Para a VB&M, o principal trabalho em Londres é, de um lado, espalhar a palavra dos nossos livros e autores brasileiros; de outro, pinçar o que há de mais especial nos catálogos de nossos clientes. O bônus é sair da feira com novos contratos de representação de editoras e agências estrangeiras.

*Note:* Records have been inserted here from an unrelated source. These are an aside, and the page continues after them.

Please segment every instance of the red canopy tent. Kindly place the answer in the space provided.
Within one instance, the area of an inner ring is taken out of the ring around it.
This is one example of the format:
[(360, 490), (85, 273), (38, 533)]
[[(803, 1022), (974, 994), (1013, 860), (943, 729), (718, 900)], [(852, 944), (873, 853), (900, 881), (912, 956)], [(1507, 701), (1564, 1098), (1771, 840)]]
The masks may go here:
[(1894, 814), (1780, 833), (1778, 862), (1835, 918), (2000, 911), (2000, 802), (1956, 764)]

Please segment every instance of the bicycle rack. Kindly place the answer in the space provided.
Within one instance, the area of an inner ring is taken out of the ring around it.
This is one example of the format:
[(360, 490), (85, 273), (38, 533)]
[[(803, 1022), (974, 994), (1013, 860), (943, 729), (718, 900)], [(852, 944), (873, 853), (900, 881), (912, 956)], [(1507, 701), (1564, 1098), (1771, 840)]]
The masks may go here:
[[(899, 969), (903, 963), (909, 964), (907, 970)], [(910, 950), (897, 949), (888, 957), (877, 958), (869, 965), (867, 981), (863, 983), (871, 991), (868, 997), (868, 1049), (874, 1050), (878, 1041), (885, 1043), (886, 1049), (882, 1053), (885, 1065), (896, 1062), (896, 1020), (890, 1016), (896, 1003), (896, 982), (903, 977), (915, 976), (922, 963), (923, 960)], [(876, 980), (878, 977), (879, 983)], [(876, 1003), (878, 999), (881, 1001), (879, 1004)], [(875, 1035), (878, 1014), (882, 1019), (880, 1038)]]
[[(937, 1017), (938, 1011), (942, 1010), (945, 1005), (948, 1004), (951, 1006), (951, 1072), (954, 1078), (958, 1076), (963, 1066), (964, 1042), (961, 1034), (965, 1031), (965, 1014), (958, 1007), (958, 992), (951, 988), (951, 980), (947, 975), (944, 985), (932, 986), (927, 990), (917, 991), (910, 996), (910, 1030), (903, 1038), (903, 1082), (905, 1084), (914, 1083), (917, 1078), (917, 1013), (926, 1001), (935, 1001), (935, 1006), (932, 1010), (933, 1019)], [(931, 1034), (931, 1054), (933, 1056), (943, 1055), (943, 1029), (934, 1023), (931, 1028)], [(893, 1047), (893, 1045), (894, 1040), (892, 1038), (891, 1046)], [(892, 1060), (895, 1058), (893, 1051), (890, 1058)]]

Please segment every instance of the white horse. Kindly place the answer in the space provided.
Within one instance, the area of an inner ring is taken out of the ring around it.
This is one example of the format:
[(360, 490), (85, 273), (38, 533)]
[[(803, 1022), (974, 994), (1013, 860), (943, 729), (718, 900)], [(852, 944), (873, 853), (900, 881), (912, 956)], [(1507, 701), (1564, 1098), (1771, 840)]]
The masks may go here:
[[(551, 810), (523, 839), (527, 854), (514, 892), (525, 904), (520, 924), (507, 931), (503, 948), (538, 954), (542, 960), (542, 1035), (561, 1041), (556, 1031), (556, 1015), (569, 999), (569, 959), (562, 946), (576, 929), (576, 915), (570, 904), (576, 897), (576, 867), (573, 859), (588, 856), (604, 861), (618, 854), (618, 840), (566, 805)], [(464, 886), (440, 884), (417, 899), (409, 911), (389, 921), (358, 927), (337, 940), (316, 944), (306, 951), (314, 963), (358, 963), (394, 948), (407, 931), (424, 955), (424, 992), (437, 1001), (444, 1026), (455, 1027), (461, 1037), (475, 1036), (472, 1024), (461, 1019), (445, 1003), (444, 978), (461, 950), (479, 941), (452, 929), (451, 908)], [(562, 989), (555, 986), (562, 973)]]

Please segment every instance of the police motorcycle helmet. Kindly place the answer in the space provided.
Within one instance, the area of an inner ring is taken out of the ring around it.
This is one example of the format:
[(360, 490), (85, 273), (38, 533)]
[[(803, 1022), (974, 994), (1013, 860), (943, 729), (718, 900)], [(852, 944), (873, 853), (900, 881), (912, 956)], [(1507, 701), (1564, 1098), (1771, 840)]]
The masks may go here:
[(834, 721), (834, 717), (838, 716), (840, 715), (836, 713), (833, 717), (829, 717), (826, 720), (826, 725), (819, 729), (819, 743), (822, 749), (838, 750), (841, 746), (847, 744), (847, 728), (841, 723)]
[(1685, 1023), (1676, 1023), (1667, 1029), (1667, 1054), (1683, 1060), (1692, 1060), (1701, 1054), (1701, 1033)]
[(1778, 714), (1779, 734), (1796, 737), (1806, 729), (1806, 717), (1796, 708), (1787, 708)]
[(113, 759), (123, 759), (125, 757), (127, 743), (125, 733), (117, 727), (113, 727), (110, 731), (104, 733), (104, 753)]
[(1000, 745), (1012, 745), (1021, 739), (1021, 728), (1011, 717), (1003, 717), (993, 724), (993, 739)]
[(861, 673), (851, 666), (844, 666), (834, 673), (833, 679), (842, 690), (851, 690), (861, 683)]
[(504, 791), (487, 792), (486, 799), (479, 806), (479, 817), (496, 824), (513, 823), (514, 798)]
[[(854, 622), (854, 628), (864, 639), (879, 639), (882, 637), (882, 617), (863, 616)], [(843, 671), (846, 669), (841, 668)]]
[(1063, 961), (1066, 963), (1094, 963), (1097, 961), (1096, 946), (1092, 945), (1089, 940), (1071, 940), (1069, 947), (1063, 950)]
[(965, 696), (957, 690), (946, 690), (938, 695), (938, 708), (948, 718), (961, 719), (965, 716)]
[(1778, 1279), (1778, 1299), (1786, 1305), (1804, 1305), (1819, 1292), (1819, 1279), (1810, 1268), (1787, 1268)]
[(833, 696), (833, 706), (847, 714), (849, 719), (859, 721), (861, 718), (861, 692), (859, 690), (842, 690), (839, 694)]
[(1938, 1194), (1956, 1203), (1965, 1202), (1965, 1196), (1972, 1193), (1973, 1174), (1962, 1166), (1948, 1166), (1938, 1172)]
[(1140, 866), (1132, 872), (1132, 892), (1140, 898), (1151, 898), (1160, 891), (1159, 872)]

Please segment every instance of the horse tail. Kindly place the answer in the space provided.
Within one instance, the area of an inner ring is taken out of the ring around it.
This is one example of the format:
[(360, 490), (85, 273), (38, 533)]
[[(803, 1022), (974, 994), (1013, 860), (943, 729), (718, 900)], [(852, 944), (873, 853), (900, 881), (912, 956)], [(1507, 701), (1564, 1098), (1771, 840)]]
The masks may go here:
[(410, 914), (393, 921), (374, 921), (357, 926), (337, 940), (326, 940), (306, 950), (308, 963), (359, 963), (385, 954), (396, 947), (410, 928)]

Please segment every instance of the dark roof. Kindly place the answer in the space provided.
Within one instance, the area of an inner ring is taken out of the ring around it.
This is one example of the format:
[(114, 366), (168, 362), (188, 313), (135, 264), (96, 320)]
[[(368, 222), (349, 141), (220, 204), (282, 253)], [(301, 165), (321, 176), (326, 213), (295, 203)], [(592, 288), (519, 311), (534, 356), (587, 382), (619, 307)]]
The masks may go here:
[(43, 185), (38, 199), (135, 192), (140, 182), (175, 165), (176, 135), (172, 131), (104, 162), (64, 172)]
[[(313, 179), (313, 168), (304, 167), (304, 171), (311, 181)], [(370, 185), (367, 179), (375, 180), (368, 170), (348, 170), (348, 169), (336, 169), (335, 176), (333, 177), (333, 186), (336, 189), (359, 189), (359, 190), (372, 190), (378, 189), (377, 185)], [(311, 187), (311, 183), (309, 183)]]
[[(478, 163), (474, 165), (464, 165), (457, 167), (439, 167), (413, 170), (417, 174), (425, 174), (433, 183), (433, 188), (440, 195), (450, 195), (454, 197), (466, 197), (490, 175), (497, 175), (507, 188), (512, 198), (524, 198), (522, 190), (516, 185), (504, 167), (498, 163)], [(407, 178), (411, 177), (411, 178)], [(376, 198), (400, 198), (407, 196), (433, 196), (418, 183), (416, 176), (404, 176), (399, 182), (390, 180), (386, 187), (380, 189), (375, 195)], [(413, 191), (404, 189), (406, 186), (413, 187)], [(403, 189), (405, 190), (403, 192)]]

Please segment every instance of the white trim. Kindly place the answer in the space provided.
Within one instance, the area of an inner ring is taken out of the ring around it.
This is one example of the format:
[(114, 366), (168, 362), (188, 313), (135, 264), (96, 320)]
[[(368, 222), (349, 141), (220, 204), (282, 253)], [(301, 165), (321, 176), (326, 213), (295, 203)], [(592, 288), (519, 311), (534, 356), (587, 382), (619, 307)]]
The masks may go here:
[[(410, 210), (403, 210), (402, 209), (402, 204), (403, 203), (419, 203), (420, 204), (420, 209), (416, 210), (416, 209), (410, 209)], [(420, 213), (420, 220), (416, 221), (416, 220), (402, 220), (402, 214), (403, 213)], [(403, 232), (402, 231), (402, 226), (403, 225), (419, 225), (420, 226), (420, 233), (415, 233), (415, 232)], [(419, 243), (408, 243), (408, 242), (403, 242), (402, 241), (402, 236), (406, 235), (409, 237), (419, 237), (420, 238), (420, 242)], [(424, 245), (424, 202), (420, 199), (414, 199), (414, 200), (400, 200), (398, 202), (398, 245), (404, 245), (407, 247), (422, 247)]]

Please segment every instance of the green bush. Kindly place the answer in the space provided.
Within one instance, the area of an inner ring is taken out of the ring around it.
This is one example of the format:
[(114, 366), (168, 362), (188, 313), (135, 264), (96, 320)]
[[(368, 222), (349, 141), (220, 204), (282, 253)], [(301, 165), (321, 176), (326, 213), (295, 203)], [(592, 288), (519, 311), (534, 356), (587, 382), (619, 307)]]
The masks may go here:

Este ano o bônus foi triplo: voltamos de lá com dois novos clientes para representação no Brasil e um para representação no Brasil e em Portugal. Para o Brasil, a editora feminista canadense Inanna, que tem um potente catálogo de literatura de gênero, e a editora infantil britânica BookLife; para Brasil e Portugal, a poderosa editora canadense Québec-Amérique International, que tem um sensacional catálogo de literatura adulta e juvenil, tanto na ficção quanto na não ficção.

Dez anos depois, volto de Londres com a mala mais leve de brindes literários (a maturidade chega também para a muambeira do livro) e com a mesma certeza da primeira vez: estou fazendo com minha vida exatamente o que eu queria dela.